The instructions for disassembly are in the Factory Service Manual along with an exploded view. It is best if you look at them as there are a few tricks to disassembly.
Go to myflyertrains.org, then Gilbert paper, then click on the manual. Go to the section "Accessories and Action Cars", the 977 starts on page 23.
To remove the pins first heat them a little with the tip of a soldering iron to very slightly soften the plastic of the caboose shell.


----------



## newnshy (Feb 5, 2020)

AmFlyer said:


> The instructions for disassembly are in the Factory Service Manual along with an exploded view. It is best if you look at them as there are a few tricks to disassembly.
> Go to myflyertrains.org, then Gilbert paper, then click on the manual. Go to the section "Accessories and Action Cars", the 977 starts on page 23.
> To remove the pins first heat them a little with the tip of a soldering iron to very slightly soften the plastic of the caboose shell.


Thanks for the info!


----------



## AmFlyer (Mar 16, 2012)

Let us know how it all works when you are done.


----------



## mopac (Feb 24, 2011)

I have a 977 but have not took it apart. My 977 works well but does a lot of buzzing.
Enough I might take it apart and unhook one of the power wires. The little man will
not move then, but it won't buzz. I have heard if you change power from AC to DC
to the caboose coil the buzzing will stop.


----------



## AmFlyer (Mar 16, 2012)

Or stay with AC track power and wire a small bridge rectifier between the power pickups and the solenoid inside the caboose.


----------



## newnshy (Feb 5, 2020)

AmFlyer said:


> Let us know how it all works when you are done.
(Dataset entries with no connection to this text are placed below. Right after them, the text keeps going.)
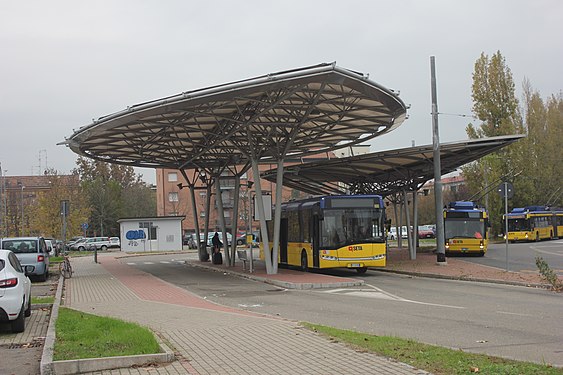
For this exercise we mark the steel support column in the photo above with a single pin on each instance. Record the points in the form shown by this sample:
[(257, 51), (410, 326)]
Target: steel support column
[(277, 216), (262, 217)]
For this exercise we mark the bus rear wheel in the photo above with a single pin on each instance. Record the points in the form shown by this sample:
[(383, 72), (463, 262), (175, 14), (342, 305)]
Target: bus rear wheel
[(304, 265)]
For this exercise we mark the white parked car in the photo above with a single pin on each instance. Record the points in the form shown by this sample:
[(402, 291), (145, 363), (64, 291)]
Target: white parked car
[(50, 247), (15, 291)]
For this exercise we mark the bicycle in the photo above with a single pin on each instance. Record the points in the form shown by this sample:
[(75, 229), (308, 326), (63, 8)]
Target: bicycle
[(65, 268)]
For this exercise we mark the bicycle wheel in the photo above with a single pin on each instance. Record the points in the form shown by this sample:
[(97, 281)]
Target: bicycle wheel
[(64, 269)]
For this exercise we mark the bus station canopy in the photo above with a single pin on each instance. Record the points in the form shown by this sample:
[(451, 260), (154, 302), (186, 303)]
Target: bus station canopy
[(290, 113), (386, 172)]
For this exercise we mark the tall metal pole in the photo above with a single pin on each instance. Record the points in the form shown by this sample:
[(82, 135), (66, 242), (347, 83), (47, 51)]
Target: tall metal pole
[(505, 187), (2, 217), (22, 211), (440, 250)]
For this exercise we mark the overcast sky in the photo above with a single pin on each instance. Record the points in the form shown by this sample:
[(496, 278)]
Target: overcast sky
[(64, 63)]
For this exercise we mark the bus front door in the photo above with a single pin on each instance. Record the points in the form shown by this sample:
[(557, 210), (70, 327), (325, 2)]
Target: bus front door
[(283, 241), (316, 239)]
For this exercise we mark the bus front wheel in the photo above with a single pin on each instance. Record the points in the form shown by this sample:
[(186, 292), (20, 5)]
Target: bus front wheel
[(304, 265)]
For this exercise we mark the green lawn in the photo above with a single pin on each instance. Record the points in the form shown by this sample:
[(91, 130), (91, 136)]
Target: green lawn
[(434, 359), (82, 335), (42, 299)]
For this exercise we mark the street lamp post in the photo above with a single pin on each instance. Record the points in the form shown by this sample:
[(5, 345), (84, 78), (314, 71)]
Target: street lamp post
[(23, 222)]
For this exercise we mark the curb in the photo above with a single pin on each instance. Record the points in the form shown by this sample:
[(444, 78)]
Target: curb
[(77, 366), (50, 367), (46, 365), (281, 283), (463, 278)]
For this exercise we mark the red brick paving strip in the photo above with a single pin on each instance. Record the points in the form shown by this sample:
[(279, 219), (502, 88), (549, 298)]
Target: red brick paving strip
[(150, 288)]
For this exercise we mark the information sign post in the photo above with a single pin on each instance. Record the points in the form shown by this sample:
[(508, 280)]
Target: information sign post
[(506, 191)]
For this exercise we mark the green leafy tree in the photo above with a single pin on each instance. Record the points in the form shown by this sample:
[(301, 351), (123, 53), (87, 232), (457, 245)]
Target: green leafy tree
[(496, 106), (533, 164), (114, 191), (45, 214)]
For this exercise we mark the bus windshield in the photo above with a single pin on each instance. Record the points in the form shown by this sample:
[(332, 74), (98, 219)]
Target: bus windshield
[(464, 229), (346, 226)]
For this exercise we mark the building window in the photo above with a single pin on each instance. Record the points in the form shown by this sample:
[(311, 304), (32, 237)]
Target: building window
[(151, 230)]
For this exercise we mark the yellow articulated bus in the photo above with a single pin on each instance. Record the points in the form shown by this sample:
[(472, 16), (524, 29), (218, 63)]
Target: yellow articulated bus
[(466, 228), (344, 231), (534, 223)]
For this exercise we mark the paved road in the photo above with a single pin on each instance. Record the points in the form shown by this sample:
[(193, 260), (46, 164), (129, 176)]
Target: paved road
[(513, 322), (522, 255)]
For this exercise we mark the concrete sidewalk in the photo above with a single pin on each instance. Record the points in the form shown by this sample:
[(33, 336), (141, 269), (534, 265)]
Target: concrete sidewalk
[(208, 338)]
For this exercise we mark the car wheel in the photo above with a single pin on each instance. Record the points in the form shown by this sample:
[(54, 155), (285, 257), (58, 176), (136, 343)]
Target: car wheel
[(18, 325), (28, 309)]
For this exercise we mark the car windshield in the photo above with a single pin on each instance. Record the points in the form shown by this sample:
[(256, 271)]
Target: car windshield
[(20, 246)]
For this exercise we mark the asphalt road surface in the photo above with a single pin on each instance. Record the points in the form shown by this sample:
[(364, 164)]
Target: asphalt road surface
[(508, 321), (522, 256)]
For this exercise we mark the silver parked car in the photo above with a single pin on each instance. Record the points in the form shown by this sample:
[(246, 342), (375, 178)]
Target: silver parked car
[(15, 291), (31, 251)]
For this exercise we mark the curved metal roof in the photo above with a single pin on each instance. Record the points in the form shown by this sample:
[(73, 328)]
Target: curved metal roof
[(386, 172), (296, 112)]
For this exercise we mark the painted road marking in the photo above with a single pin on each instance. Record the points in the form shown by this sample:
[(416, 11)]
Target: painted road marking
[(376, 292)]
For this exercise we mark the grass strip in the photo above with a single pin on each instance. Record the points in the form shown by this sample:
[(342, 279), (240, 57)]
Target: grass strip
[(81, 335), (434, 359)]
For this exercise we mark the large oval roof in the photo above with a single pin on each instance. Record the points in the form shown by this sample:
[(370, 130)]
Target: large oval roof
[(294, 112)]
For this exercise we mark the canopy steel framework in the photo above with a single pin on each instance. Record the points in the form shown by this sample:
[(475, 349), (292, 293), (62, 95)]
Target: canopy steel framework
[(386, 172), (264, 119)]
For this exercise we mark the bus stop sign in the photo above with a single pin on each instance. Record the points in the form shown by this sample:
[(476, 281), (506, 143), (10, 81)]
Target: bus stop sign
[(506, 190)]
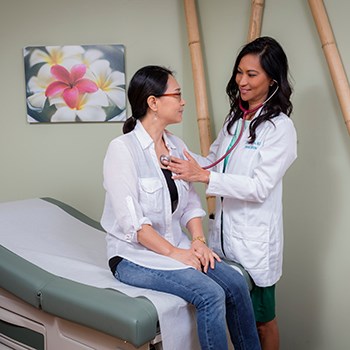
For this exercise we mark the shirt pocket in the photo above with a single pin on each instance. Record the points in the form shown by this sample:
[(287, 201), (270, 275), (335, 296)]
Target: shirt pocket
[(250, 245), (151, 194)]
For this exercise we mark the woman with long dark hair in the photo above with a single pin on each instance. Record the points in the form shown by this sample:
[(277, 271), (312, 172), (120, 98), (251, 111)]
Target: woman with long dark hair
[(248, 225)]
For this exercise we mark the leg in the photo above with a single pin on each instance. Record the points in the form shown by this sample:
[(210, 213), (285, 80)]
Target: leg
[(240, 315), (193, 286), (264, 307), (269, 335)]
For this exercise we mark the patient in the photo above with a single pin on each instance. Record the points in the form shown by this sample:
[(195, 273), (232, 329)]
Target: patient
[(145, 213)]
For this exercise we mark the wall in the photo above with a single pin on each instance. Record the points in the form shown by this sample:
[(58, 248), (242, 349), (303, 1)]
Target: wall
[(64, 161)]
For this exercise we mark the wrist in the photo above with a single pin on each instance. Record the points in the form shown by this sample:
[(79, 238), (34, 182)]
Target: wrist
[(200, 239), (207, 177)]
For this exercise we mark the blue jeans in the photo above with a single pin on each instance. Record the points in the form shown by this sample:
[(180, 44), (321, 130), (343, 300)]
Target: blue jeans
[(220, 297)]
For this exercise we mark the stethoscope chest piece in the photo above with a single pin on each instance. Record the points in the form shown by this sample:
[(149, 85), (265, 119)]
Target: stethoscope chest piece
[(164, 159)]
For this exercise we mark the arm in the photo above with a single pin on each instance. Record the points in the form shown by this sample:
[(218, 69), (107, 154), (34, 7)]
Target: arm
[(277, 154), (207, 256), (150, 239)]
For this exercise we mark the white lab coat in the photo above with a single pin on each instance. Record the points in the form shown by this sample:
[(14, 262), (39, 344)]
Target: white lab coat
[(251, 188)]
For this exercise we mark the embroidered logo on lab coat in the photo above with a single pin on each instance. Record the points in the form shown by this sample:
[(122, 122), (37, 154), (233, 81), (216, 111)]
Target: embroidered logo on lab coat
[(254, 145)]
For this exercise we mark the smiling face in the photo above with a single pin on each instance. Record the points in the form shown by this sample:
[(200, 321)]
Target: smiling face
[(171, 104), (252, 81)]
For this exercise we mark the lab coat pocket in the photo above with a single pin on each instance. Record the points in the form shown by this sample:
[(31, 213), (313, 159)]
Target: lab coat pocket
[(250, 245), (151, 194)]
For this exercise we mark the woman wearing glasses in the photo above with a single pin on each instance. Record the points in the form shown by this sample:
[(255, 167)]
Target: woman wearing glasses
[(145, 211)]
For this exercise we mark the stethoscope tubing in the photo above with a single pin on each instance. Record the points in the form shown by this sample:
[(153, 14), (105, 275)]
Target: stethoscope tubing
[(165, 160)]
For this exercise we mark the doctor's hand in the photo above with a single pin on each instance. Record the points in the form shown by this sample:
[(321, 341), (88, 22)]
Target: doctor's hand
[(188, 170)]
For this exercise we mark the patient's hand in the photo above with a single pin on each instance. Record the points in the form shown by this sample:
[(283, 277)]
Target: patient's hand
[(206, 256), (187, 257), (188, 170)]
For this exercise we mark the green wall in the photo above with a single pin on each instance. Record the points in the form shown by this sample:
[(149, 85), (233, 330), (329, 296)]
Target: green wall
[(64, 161)]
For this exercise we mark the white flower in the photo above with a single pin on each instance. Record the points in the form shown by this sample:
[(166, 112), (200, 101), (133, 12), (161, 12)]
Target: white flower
[(108, 81), (89, 109), (37, 85)]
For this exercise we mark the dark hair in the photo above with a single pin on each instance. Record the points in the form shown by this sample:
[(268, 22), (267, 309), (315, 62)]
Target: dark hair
[(274, 62), (147, 81)]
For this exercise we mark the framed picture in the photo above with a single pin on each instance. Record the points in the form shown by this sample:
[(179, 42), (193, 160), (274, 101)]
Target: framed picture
[(75, 83)]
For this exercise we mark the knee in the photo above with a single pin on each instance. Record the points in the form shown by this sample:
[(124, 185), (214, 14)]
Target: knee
[(267, 328), (214, 295)]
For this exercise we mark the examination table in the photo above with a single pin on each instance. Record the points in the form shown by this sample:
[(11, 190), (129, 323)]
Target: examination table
[(56, 291)]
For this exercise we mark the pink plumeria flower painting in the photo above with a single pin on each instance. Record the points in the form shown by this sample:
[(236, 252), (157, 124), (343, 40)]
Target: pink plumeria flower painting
[(75, 83)]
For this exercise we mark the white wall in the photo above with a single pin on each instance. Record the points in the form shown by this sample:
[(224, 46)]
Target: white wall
[(64, 161)]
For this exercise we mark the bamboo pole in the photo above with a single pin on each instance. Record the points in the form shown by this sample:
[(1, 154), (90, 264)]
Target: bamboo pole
[(199, 84), (255, 22), (331, 53)]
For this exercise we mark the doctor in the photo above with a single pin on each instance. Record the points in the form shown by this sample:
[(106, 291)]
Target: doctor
[(248, 226)]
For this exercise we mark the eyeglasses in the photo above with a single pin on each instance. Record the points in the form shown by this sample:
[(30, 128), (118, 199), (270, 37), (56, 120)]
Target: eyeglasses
[(178, 95)]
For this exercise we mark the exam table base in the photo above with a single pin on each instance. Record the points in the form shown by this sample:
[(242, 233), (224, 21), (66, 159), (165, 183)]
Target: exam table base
[(57, 332)]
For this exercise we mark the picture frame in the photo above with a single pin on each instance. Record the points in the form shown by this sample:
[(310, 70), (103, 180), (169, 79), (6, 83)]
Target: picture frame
[(75, 83)]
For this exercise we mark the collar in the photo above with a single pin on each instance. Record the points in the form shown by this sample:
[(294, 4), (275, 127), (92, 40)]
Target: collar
[(146, 140)]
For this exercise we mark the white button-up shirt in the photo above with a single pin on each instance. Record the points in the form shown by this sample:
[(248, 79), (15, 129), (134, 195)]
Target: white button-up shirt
[(137, 194)]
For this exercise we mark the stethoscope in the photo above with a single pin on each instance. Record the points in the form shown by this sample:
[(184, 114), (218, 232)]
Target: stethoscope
[(165, 159)]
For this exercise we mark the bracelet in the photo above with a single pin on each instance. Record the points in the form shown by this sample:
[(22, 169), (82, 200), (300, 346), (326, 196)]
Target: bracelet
[(199, 238)]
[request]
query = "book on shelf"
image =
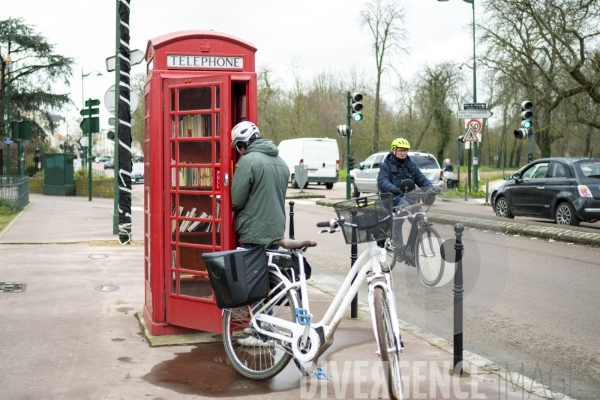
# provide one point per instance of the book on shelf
(186, 224)
(218, 212)
(194, 225)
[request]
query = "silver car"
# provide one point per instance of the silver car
(364, 176)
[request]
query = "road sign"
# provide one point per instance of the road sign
(111, 121)
(476, 124)
(470, 136)
(109, 100)
(471, 114)
(474, 106)
(89, 111)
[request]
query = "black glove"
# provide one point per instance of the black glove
(396, 191)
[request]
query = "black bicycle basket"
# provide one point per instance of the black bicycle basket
(366, 219)
(238, 277)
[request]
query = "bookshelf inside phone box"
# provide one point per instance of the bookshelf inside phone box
(199, 85)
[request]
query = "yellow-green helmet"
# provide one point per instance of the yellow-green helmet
(401, 142)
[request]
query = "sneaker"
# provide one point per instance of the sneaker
(251, 341)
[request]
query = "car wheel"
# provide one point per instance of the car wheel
(493, 200)
(502, 208)
(565, 215)
(355, 192)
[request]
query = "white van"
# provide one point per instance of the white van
(320, 155)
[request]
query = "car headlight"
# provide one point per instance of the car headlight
(584, 191)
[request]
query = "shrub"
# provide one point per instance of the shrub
(30, 170)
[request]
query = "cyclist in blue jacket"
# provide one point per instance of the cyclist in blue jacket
(396, 167)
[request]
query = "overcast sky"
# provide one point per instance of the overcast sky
(317, 35)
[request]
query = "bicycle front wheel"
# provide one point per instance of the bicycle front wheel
(388, 348)
(260, 357)
(428, 255)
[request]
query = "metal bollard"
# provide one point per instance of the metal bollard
(458, 297)
(353, 257)
(292, 219)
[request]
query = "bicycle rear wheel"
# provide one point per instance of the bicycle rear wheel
(428, 255)
(269, 357)
(388, 348)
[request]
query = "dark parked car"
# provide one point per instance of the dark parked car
(565, 189)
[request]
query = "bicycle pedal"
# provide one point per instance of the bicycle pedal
(321, 374)
(302, 316)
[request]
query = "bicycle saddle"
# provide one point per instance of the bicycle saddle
(295, 244)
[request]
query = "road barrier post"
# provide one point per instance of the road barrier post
(458, 297)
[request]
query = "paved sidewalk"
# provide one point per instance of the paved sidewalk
(62, 338)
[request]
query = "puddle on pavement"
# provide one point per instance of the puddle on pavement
(206, 370)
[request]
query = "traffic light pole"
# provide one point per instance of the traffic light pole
(354, 246)
(475, 153)
(90, 150)
(348, 118)
(116, 149)
(8, 133)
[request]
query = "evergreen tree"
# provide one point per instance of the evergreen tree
(35, 68)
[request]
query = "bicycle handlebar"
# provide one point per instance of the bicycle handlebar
(325, 224)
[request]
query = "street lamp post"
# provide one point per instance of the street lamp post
(98, 73)
(8, 62)
(475, 165)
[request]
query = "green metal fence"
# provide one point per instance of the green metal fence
(14, 192)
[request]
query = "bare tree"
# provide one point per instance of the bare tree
(385, 20)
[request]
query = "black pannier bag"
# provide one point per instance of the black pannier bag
(238, 277)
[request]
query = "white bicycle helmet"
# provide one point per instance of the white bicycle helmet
(243, 132)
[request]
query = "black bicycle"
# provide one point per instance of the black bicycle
(423, 249)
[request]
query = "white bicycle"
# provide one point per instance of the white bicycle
(283, 323)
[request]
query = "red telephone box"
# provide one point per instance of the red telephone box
(199, 84)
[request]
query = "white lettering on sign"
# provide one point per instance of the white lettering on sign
(205, 62)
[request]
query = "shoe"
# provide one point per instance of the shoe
(251, 341)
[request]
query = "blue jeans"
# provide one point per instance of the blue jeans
(397, 229)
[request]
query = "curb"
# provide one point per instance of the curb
(15, 219)
(546, 232)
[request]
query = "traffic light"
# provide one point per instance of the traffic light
(526, 120)
(343, 130)
(351, 161)
(90, 123)
(356, 106)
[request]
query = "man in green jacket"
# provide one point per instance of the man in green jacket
(258, 187)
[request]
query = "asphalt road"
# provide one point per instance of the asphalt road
(531, 305)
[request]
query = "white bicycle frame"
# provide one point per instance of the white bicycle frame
(369, 261)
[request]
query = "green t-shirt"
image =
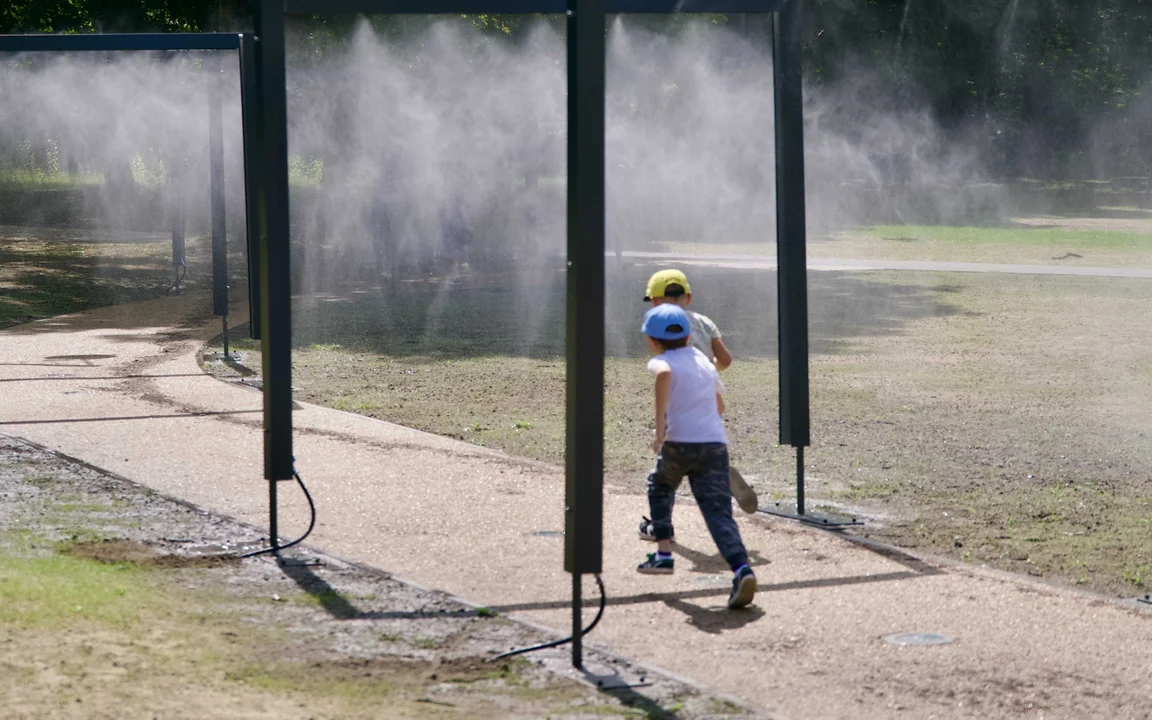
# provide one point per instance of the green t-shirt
(704, 330)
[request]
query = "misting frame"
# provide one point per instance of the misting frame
(584, 442)
(265, 128)
(167, 43)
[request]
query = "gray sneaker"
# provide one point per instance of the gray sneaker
(743, 589)
(648, 532)
(743, 493)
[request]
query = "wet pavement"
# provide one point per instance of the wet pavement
(120, 388)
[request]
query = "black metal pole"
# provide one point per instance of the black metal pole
(800, 479)
(217, 190)
(275, 281)
(791, 283)
(252, 119)
(176, 199)
(584, 407)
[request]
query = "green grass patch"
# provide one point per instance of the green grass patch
(1058, 237)
(54, 592)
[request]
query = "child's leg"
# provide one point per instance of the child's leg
(710, 486)
(662, 484)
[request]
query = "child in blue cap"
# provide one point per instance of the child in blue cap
(690, 440)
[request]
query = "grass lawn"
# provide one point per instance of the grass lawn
(46, 272)
(1121, 242)
(1000, 419)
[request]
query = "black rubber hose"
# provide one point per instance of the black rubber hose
(599, 613)
(311, 523)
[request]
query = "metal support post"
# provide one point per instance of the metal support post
(584, 440)
(252, 119)
(800, 480)
(275, 281)
(791, 283)
(217, 192)
(176, 207)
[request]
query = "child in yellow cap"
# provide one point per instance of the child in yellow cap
(671, 286)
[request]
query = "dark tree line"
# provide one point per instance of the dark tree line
(1040, 88)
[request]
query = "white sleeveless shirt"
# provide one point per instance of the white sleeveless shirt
(692, 415)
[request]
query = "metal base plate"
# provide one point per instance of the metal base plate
(783, 508)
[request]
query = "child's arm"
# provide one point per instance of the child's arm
(720, 355)
(662, 388)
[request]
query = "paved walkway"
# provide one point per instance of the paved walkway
(120, 388)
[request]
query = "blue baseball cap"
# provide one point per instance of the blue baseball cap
(666, 321)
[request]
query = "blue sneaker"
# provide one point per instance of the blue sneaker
(743, 588)
(656, 566)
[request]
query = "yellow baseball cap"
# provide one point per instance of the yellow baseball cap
(659, 282)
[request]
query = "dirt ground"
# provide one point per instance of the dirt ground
(119, 603)
(997, 419)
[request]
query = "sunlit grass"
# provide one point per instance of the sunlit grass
(1059, 237)
(57, 591)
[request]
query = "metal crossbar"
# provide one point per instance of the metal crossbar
(119, 42)
(513, 7)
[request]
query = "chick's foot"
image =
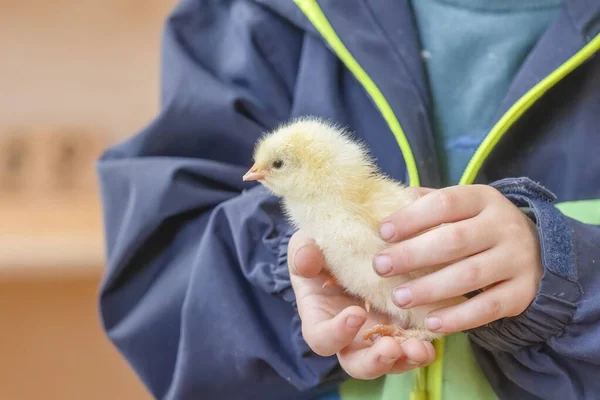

Everything is back together and works fine. I ordered a 4amp full bridge rectifier 50 volts from radio shack online to stop the buzzing noise. It was a little hard bending the tabs on end fence rails on the body without breaking some thing else but I got it. The myflyertrains .org had all the info to do the job.


----------



## AmFlyer (Mar 16, 2012)

Great! Now you can enjoy the 977 in silence. 4A is way more than adequate, it will run the engine. Half an amp is good for the 944 but they are harder to find unless purchased in quantity.


----------



## AmFlyer (Mar 16, 2012)

Another thing, Welcome to the MTF!!! Glad to have you here!


----------



## newnshy (Feb 5, 2020)

AmFlyer said:


> Another thing, Welcome to the MTF!!! Glad to have you here!


my pleasure! thanks


----------